04/10/2010

Pour la gloire de qui rallumer les conflits enfouis ?

L'évêque est mort, paix à sa mémoire. Qu'il s'agisse d'un oubli ou d'une décision, la chancellerie est effectivement coupable de n'avoir pas rappelé que la présence de l'Exécutif était nécessaire, protocole oblige. En fait c'est même le chef du Protocole qui est le premier fautif, mais lui n'assistant pas aux séances du Conseil d'Etat, il est normal que sa cheffe directe, Mme la chancelière, qui elle y assiste, porte le chapeau. D'autant plus que comme elle est nouvelle dans le job, on lui pardonnera plus aisément.

Maintenant, qu'il s'agisse d'une faute de goût, c'est incontestable. Une question de protocole, justement. Mais de là à en faire une affaire d'Etat comme s'en glorifie l'histrion des grandes surfaces commerciales et publicitaires, faudrait pas pousser la Mère Royaume dans le potage... Si le défunt évêque était très vraisemblablement un brave homme, il était tout de même sous-fifre du successeur de Pierre, et son représentant dans le diocèse, donc. A ce titre on aurait aimé l'entendre s'exprimer, lui ou son église, sur le dérapage autrement plus grave de son boss, il y a quelques semaines, au pays de sa très gracieuse majesté. Sa Sainteté Benoît XVI n'avait-elle pas affirmé qu'incroyance et athéisme faisaient le lit des dictatures ? Tout en portant un coup en-dessous de la ceinture à la démocratie, que "not'bon pape" voudrait voir soumise aux préceptes de la foi !!! A l'image de la charia dans l'ummah islamique peut-être ?

O Tempora, O Mores... C'est précisément pour n'avoir pas su différencier le gouvernement civil de celui des âmes que Calvin en personne fut temporairement banni de la toute jeune République de Genève en 1538. J'ai le sentiment que, sans le vouloir, ou peut-être en le voulant, mais sans l'assumer (ce qui serait dommage) notre Conseil a rappelé aux tenants de la théocratie qu'elle n'était plus d'actualité.
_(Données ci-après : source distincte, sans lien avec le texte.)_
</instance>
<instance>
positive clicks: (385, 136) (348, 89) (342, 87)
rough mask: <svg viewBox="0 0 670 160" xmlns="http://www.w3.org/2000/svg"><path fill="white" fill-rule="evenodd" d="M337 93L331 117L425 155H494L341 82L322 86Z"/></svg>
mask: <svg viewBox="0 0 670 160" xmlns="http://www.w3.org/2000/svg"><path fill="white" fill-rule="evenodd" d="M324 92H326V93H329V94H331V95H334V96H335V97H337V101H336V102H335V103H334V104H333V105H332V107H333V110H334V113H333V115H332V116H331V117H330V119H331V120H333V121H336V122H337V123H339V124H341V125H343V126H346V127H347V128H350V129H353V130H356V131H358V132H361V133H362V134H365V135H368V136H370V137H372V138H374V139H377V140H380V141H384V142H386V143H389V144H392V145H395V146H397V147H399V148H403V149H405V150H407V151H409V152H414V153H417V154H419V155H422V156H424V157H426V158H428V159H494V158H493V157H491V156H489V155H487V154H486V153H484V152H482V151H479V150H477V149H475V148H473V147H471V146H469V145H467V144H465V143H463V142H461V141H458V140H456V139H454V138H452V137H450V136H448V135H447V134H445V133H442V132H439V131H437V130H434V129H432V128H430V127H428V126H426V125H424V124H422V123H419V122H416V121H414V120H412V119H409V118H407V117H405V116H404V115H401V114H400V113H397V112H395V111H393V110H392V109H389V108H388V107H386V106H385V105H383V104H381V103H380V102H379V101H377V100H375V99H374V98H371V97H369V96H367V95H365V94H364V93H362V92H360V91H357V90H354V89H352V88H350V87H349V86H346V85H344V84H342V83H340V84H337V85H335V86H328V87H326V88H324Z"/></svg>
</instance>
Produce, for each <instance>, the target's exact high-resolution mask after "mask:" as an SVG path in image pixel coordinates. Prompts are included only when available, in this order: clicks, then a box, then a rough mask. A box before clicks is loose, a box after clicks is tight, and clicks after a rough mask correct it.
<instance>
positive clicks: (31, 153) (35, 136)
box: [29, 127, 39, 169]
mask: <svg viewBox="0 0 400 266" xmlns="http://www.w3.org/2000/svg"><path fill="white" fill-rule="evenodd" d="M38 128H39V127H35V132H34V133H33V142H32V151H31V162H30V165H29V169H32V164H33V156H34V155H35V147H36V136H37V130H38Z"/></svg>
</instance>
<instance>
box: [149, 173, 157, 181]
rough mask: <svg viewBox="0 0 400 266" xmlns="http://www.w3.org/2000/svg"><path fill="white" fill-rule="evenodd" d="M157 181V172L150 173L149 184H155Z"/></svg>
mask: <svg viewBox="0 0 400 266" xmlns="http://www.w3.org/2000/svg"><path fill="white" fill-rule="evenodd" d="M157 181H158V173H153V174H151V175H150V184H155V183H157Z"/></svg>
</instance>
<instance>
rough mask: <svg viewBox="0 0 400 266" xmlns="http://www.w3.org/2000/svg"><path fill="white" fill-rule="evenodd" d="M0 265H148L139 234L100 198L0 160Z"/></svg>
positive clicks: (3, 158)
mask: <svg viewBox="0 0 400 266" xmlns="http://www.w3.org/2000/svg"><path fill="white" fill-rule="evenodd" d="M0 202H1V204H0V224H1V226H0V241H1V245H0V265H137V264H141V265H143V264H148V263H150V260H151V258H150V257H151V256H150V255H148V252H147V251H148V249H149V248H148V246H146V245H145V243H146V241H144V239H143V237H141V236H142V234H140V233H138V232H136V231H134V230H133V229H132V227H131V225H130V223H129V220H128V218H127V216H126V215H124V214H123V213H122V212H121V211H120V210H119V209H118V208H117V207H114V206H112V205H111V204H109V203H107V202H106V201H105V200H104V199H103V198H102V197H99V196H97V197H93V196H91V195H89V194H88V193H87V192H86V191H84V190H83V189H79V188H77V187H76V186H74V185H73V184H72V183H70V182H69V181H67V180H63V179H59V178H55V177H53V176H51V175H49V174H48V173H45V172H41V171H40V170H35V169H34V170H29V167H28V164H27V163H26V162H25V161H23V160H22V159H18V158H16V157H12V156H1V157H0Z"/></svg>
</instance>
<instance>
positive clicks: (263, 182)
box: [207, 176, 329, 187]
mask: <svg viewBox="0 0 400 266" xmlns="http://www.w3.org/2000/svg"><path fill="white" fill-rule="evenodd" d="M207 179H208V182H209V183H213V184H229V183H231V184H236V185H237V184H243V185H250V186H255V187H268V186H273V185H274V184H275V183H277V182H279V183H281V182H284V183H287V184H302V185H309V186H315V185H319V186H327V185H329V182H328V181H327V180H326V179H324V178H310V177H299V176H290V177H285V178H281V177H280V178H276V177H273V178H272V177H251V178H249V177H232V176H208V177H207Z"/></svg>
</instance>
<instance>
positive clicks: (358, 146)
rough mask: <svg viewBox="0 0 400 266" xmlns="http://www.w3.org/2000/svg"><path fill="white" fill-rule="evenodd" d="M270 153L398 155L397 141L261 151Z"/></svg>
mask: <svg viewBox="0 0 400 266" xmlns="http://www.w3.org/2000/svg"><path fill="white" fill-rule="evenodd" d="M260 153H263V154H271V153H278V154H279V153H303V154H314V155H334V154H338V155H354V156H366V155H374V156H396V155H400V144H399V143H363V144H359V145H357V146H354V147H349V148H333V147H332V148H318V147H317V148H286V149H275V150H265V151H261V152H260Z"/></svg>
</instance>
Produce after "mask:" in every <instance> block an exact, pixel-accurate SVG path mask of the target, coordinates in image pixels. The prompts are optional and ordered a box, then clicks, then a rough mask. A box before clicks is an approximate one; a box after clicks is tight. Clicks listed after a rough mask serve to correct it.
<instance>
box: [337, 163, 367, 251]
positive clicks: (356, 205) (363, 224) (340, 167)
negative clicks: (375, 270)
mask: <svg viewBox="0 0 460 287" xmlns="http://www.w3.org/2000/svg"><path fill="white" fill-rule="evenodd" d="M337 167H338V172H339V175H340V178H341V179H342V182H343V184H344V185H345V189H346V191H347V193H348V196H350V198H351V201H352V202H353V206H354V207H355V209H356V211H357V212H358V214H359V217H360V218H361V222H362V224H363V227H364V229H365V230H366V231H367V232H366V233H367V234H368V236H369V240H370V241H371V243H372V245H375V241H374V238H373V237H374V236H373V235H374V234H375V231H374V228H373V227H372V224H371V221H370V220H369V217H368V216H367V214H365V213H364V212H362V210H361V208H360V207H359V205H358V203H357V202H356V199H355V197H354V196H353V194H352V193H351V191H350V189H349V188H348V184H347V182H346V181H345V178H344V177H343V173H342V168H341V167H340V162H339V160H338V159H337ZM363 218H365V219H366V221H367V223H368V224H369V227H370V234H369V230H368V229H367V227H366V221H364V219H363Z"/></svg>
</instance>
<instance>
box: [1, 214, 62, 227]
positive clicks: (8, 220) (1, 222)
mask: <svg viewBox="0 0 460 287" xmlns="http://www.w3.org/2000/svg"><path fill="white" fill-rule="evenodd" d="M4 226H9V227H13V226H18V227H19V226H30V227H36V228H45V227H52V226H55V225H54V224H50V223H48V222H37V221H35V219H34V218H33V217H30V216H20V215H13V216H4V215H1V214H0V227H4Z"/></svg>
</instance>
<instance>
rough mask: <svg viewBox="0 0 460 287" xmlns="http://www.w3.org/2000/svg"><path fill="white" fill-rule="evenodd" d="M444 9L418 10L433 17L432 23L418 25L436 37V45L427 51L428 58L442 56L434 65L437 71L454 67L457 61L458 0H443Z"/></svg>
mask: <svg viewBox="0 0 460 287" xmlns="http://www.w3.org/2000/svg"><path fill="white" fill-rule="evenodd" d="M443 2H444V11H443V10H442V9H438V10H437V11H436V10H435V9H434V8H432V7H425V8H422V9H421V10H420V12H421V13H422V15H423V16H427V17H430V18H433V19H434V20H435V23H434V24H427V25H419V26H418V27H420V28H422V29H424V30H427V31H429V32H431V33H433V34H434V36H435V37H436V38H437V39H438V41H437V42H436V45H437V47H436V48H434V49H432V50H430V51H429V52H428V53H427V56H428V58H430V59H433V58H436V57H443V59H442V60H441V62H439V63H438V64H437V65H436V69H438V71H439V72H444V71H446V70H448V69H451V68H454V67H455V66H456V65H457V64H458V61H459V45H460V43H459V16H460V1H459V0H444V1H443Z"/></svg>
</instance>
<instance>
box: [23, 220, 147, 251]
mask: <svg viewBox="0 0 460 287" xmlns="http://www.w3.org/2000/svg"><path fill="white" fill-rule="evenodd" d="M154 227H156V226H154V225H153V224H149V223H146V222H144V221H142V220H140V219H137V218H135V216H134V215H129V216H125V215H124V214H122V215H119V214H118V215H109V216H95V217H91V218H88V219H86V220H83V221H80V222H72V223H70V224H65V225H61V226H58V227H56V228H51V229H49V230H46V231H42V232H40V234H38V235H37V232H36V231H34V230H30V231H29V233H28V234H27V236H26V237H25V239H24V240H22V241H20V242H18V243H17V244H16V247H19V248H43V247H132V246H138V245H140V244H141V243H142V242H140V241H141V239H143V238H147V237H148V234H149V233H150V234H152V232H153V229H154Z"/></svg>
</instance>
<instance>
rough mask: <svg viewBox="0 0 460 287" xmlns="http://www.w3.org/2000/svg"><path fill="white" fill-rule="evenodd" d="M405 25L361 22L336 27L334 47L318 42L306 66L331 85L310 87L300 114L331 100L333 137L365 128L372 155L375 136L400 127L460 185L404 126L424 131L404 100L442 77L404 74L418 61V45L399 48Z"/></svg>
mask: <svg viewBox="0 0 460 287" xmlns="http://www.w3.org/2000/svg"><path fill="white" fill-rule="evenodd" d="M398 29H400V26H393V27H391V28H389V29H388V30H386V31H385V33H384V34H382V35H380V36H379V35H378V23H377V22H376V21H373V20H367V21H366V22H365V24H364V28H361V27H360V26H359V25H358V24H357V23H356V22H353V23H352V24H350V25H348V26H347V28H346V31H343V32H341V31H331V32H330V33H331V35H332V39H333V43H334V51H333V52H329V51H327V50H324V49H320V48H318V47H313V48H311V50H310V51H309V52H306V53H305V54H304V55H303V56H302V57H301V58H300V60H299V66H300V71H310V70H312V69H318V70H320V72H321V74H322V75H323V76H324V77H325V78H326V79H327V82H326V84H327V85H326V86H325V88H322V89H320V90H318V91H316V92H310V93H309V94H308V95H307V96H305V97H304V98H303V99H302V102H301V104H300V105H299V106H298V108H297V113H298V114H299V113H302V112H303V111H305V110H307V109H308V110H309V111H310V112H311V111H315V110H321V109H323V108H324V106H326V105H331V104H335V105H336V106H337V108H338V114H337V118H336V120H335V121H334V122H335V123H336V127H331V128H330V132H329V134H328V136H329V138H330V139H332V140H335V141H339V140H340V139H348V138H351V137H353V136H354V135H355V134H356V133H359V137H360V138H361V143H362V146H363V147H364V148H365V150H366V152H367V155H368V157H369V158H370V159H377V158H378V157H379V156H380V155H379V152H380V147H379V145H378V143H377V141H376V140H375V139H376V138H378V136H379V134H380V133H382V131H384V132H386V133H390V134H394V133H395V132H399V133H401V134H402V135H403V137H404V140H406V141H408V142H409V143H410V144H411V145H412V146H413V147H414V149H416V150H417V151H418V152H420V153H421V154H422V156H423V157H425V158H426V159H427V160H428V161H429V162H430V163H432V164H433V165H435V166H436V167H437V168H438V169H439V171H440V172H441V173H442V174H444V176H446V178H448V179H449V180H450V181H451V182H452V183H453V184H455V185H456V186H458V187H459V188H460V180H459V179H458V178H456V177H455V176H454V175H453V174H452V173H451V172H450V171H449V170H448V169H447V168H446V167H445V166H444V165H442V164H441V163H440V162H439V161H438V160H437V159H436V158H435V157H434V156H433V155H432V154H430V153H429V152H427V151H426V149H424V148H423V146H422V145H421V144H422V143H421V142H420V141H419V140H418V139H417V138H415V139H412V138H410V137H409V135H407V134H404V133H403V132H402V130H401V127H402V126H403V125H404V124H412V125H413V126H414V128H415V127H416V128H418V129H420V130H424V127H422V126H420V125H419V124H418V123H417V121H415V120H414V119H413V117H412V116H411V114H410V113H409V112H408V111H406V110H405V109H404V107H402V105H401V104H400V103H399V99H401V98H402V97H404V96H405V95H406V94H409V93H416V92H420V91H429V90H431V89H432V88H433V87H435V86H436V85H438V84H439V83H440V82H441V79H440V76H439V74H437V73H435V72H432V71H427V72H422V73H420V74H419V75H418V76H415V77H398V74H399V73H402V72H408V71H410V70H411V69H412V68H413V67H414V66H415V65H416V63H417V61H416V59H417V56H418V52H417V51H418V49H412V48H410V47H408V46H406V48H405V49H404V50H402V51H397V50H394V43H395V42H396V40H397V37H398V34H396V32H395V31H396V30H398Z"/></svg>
Quant à l'histrion des grandes surfaces commerciales et publicitaires, lui-même papiste notoire, on ne l'a évidemment pas entendu commenter les excès de langage papaux...

Cela serait d'une importance anecdotique, si l'histrion n'était le chantre patenté du MCG, dont on sait que les principaux responsables, d'origine italienne, portugaise, française ou valaisanne, sont tous catholiques... Nous voilà donc en présence d'une nouvelle alliance du sabre et du goupillon et comme par hasard, le Matin (quel journal !) souligne qu'au Conseil d'Etat, il n'y a que des protestants... Notion plutôt abusive d'ailleurs parce que pour en connaître plusieurs, leur appartenance religieuse me parait nettement plus théorique que pratique.

Le plus grave, c'est que depuis 33 ans que je fais du journalisme à Genève, c'est la première fois que l'appartenance religieuse (ou la non-appartenance) de l'un ou de l'autre est en question. C'est à l'histrion qu'on le doit. Même s'il s'en rengorge sûrement, je ne crois pas qu'il doive en être fier. Pour ma part j'aurais préféré que ces histoires dignes du Sonderbund et des guerres de religion restent confinées dans un lointain passé.